Submitted by Sunrise Solar on Wed, 10/03/2018 - 3:22pm
residential solar

Research shows that 1” of ice on a 12”x12”x1” or One Square = 10 pounds of weight. A light to
moderate snow equals one pound per square foot. The average weight of solar panels and racking is
approximately 3 - 4 pounds per square foot.

 Why can a residential roof hold solar panels and a chicken house possibly not?

 

  1. House roof structures are typically engineered heavier and most chicken houses are not engineered for additional loads.
  2. Chicken houses are a clear span.  Spanning anywhere from 50’ - 100’ wide with no walls in the center.
  3. Snow loads typically are at a bare minimum: usually never more than 5 lbs. per sq. ft. top and bottom chord. This means if you installed solar that weighed 3 lbs. per sq. ft., you took half of your top chord load. This does not take into consideration the additional weight that feeders and water lines add by hanging internally from your chicken house roof structure
  4. Heavy snow on the panels would require removing the added weight.  It is not recommended by any aluminum-framed, glassed-faced solar panel manufacturers to walk on them. This could void the warranty if proved that there are micro-cracks in the solar cells.
  5. Wind is another concern. Panels are held off roof anywhere from 5”-8” becoming a giant sail allowing a hurricane wind to lift solar, roofing material and purlins in one swift but the ugly site. Solar arrays can have as much as 600 volts of electricity flowing through the panels that could electrocute chicken and humans or start a fire.

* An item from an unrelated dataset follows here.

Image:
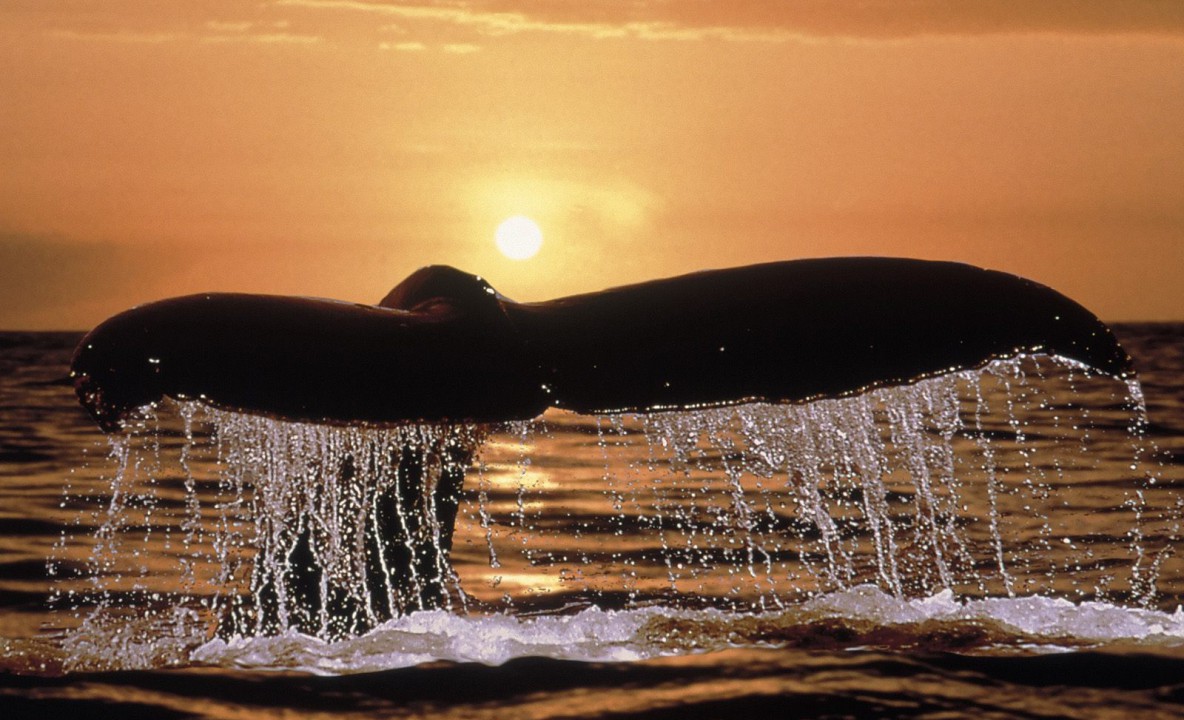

There has not been a major blizzard since 2010, but the weather here on the East Coast is unpredictable. The 2010 Blizzard took down approximately 80 chicken houses and agricultural buildings on the Delmarva.  Chicken houses that have solar arrays mounted on them will be in danger at the next major snow event.  

We have been in the construction business for many years and know the important factors that go into every detail of a structure.

So, to answer the question: Can solar panels go on your existing chicken house roof? “NO”, unless there has been pre-planning at the time of construction or an extensive amount of retrofit bracing in knee braces, x-bracing, plywood gussets, and uplift plates to tie in purlins and trusses with an engineers approval.  

Sunrise Solar does not recommend Installing on an existing chicken house roof.  

If you are considering building new chicken houses and would like solar mounted on that structure, then you should include the additional costs of increasing truss capacity for the solar array.  Unless these steps are completed We recommend installing a ground-mounted solar array.  This is a matter of concern and integrity for the team at Sunrise Solar.